Generative AI is Out of the Bag
The Lesson from OpenAI: One Company's Governance Structure Cannot Regulate AI
To my frequent readers: apologies for the increasing distance between posts. I have been preparing for my Darden course and dealing with a face-paced end of year at SmartNews.
All of that said, I couldn’t resist commenting on one of the biggest, if not the biggest, tech ethics stories of the year.
Bottom line: I think the coverage of Sam Altman’s ouster and return at OpenAI has missed the overall narrative.
Although we still don’t know all the details of why Altman was ousted from OpenAI, the reporting is that it had to do with the board’s ethical concerns about how Altman wanted to monetize and democratize generative AI despite certain risks, both short and long term, that AI poses. The Altman drama is being interpreted a proxy war between AI optimists and pessimists — between capitalism and human rights. Upon Altman’s reinstatement at OpenAI and the reshuffling of its board, we’re seeing headlines like “The OpenAI Drama Has a Clear Winner: The Capitalists,” and, “The Money Always Wins.”
These headlines miss the point. Free markets “won” the battle over AI long before the OpenAI boardroom drama. They won when the US government decided not to develop generative AI on its own or partner with companies on development.
At the outset of OpenAI, Altman approached the US government seeking a partnership in developing generative AI. Much of the technology and capital underpinning Silicon Valley is due to government-funded innovation. The idea that the government, in a controlled environment, could hire the best and brightest thinkers to build generative AI technology and control its monetization and deployment is not without precedent. Although development would likely move at a slower pace and there would be less economic value created from the technology, government-sponsored LLM’s could have have been, in theory, a stronger safeguard of consumer safety. Time will tell whether a government approach would have been the right one as generative AI proceeds and we begin to understand its consequences.
For various reasons, however, that partnership never materialized, which effectively started an arms race — among the firms with enough talent, financial capital, and computing power — to create generative AI and monetize it. Although OpenAI’s nonprofit structure was intended as a check on these free market incentives within the firm, Altman and OpenAI learned that it needed private capital to compete in that arms race. Although vestiges of the nonprofit structure remained, OpenAI started operating, for the most part, as a for-profit corporation, partnered with Microsoft, and took millions of dollars of private investment.
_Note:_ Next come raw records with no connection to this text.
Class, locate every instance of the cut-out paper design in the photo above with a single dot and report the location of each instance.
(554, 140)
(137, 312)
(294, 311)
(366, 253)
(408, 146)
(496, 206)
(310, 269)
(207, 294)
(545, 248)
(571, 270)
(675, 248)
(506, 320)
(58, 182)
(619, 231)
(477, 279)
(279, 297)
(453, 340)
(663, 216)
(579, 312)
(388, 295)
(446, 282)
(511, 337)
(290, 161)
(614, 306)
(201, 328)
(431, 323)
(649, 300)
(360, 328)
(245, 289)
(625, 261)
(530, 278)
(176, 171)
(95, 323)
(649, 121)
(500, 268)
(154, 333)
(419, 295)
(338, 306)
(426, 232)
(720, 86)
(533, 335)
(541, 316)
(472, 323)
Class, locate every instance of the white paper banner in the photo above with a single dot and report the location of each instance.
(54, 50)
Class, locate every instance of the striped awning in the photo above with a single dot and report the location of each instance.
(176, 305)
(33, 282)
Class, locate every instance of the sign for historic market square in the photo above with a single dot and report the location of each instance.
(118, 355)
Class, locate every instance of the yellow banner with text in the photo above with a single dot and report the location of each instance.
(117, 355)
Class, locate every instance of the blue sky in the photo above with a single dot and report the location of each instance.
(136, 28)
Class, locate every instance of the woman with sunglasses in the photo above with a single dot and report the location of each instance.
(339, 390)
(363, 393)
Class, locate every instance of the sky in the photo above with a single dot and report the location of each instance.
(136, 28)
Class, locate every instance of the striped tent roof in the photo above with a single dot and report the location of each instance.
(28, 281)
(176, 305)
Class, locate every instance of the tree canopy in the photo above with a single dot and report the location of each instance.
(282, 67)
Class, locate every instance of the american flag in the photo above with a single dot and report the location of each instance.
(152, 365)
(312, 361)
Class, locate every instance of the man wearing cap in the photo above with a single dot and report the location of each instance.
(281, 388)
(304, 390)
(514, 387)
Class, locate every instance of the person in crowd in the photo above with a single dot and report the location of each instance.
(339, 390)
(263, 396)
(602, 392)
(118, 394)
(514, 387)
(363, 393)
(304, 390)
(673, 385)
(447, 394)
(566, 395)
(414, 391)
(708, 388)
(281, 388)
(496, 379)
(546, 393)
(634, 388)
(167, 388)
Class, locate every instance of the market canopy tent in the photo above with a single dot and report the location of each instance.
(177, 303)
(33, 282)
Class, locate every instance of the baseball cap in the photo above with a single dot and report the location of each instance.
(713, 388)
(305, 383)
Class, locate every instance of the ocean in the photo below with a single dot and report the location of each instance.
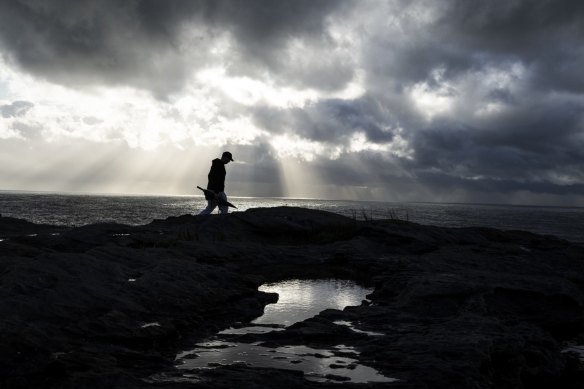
(80, 209)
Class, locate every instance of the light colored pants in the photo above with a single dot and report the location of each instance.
(211, 204)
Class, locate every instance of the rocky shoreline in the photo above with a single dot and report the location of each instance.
(458, 307)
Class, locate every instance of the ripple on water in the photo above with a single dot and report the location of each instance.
(298, 300)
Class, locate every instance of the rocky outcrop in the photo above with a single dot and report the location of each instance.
(109, 305)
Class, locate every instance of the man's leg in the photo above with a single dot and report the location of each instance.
(211, 204)
(223, 208)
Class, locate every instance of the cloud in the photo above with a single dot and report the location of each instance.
(156, 45)
(15, 109)
(396, 99)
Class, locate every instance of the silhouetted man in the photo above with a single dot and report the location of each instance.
(216, 184)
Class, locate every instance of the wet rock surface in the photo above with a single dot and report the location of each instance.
(110, 305)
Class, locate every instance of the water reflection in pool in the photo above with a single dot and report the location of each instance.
(298, 300)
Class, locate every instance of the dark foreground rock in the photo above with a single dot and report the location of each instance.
(109, 306)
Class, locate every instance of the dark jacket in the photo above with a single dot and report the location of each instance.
(217, 176)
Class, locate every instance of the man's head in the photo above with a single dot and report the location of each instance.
(226, 157)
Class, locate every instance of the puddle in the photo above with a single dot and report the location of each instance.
(350, 325)
(317, 364)
(298, 300)
(153, 324)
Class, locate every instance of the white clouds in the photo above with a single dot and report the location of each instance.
(441, 86)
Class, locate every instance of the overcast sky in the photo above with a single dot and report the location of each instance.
(397, 100)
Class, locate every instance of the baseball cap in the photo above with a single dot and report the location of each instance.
(228, 155)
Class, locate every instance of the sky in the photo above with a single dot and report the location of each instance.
(392, 100)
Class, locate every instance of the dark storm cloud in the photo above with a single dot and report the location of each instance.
(139, 42)
(330, 121)
(535, 139)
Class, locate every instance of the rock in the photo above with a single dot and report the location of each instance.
(459, 308)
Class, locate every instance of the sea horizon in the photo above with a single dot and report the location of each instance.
(120, 194)
(82, 208)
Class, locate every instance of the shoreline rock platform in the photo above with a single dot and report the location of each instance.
(110, 305)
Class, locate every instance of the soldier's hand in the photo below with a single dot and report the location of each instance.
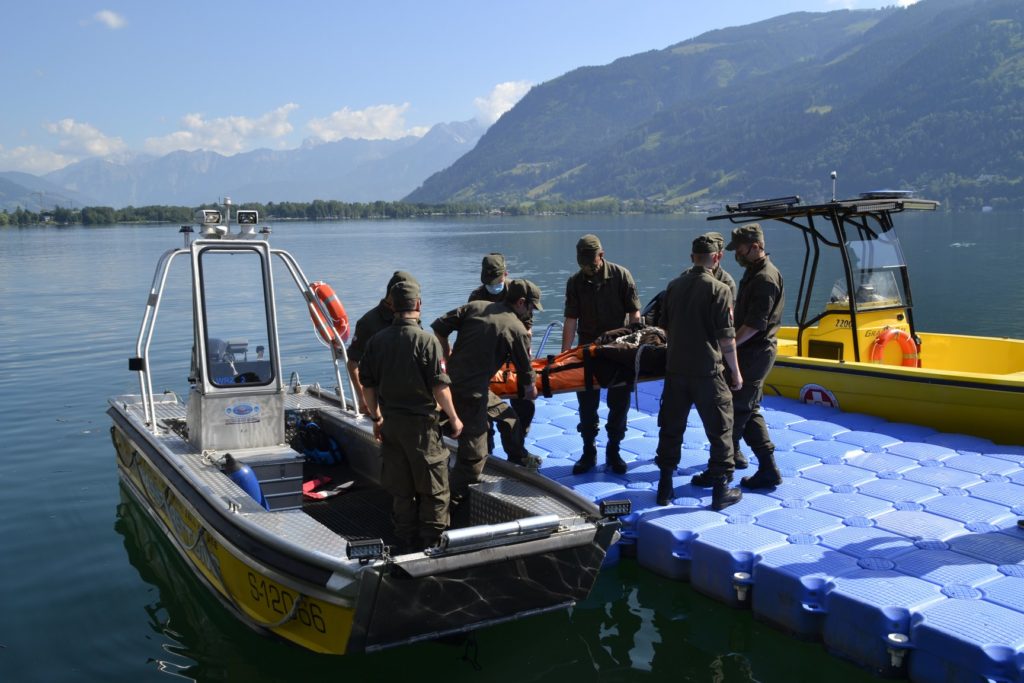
(737, 382)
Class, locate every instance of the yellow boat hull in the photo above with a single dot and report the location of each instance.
(970, 385)
(299, 613)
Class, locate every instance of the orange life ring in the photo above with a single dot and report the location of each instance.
(906, 344)
(339, 318)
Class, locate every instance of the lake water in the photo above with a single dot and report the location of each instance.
(86, 596)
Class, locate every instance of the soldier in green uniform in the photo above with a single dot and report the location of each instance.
(403, 381)
(373, 321)
(513, 418)
(599, 297)
(696, 314)
(758, 314)
(488, 333)
(721, 274)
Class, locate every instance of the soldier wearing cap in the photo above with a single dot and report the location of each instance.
(403, 381)
(375, 319)
(488, 333)
(696, 314)
(758, 316)
(652, 311)
(720, 273)
(599, 297)
(513, 418)
(493, 275)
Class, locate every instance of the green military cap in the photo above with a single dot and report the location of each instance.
(493, 268)
(717, 239)
(587, 247)
(523, 289)
(400, 276)
(404, 294)
(705, 245)
(745, 235)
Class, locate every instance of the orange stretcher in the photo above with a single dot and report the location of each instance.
(587, 367)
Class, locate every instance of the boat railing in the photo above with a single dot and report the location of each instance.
(544, 340)
(338, 351)
(140, 363)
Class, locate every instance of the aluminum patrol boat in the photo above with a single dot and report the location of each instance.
(224, 476)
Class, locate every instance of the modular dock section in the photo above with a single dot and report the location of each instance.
(895, 545)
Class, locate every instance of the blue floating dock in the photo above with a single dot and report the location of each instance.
(895, 545)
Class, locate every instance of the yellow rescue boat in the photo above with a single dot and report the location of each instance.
(862, 352)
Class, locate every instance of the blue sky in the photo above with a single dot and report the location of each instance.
(86, 80)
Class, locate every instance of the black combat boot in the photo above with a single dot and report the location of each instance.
(706, 479)
(665, 488)
(722, 496)
(739, 459)
(588, 461)
(767, 475)
(613, 460)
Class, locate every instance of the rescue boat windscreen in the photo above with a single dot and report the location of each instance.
(237, 324)
(875, 267)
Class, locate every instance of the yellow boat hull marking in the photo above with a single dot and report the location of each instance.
(290, 611)
(970, 385)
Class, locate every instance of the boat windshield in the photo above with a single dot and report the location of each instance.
(236, 314)
(875, 266)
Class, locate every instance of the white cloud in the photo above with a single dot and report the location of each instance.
(373, 123)
(861, 4)
(111, 18)
(30, 159)
(82, 139)
(500, 100)
(227, 135)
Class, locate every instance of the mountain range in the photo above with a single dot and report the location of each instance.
(929, 97)
(349, 170)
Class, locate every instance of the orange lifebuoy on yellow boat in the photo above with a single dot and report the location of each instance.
(906, 344)
(339, 318)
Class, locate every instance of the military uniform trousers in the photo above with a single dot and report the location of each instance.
(749, 424)
(414, 470)
(472, 453)
(714, 402)
(617, 398)
(510, 425)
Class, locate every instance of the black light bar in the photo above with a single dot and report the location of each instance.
(365, 550)
(615, 508)
(778, 203)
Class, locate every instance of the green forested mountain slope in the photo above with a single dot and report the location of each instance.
(930, 96)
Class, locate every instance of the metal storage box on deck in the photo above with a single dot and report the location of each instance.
(280, 476)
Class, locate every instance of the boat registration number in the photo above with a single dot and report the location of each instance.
(282, 601)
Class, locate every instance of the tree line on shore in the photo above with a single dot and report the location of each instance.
(317, 210)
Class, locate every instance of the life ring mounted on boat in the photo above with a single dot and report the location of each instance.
(339, 318)
(906, 344)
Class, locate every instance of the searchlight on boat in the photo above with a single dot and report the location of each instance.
(474, 537)
(212, 222)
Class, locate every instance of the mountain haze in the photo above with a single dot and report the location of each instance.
(930, 96)
(348, 170)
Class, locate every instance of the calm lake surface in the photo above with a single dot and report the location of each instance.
(86, 594)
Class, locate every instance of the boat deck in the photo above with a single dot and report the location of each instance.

Implicit in the privatization of LLM development across the industry was that there would be a competitive market fighting over the talent necessary to build these LLMs. In other words, private sector employees working on generative AI are free to work at whichever firm — be it OpenAI, or Google, or Anthropic— compensates them the best financially, intellectually or otherwise. If one firm develops ethical scruples and decided to curtail development in a way that would significantly reduce financial returns, its most talented employees, if they so choose, might decide to simply jump ship and build the models they want to build elsewhere. If there is demand of unethical algorithms, a free labor market will supply them. Capitalism 1. Controlled development 0.
Case in point: the Altman drama at OpenAI. The board, whether driven by effective altruism or some other motivation, decided to pump the brakes by firing Altman. Fine, Altman said — I’ll just go to Microsoft and take all my people with me. Had Altman landed at Microsoft, he and his team could have continued building whatever models they wanted to build and monetizing them as they see fit, unencumbered by the OpenAI board’s ethical concerns.
Put differently, OpenAI’s technical existence as a nonprofit and the scruples of the nonprofit’s board members cannot stop generative AI technology from moving forward according to the dictates of capitalism. Although the Altman story made for a good corporate drama, it is largely irrelevant. Capitalism won when Uncle Sam decided to cede the development of LLMs to private firms.
So what does OpenAI’s board intervention mean for the development of ethical technology? It means that that, short of effective government regulation — which is arguably starting now with President Biden’s executive order and some movement in the European Union — the way to ensure that privately-developed technology is developed and deployed ethically is for managers and leaders at these firms to incorporate ethics into how they develop products.
Based on what know, it is clear that leaders at OpenAI, Google, and elsewhere are saying the right things in this regard. They collectively employ hundreds of trust and safety employees and are calling for government regulation. Whether these are actually taking the appropriate precautions, only time will tell. As we learn more about what happened at OpenAI, I’ll be curious to know what the OpenAI board was trying to tell us about Altman’s decision-making, and whether that message signals that OpenAI — and perhaps the LLM market at large — is not taking appropriate care to mitigate downside ethical risk.
However, as this drama unfolded, we learned that the OpenAI board was not a systemic guarantor of the collective welfare, but simply a whistleblower — one that could stop the forward progress of an industry with the potential to alter the lives of millions, for generations to come.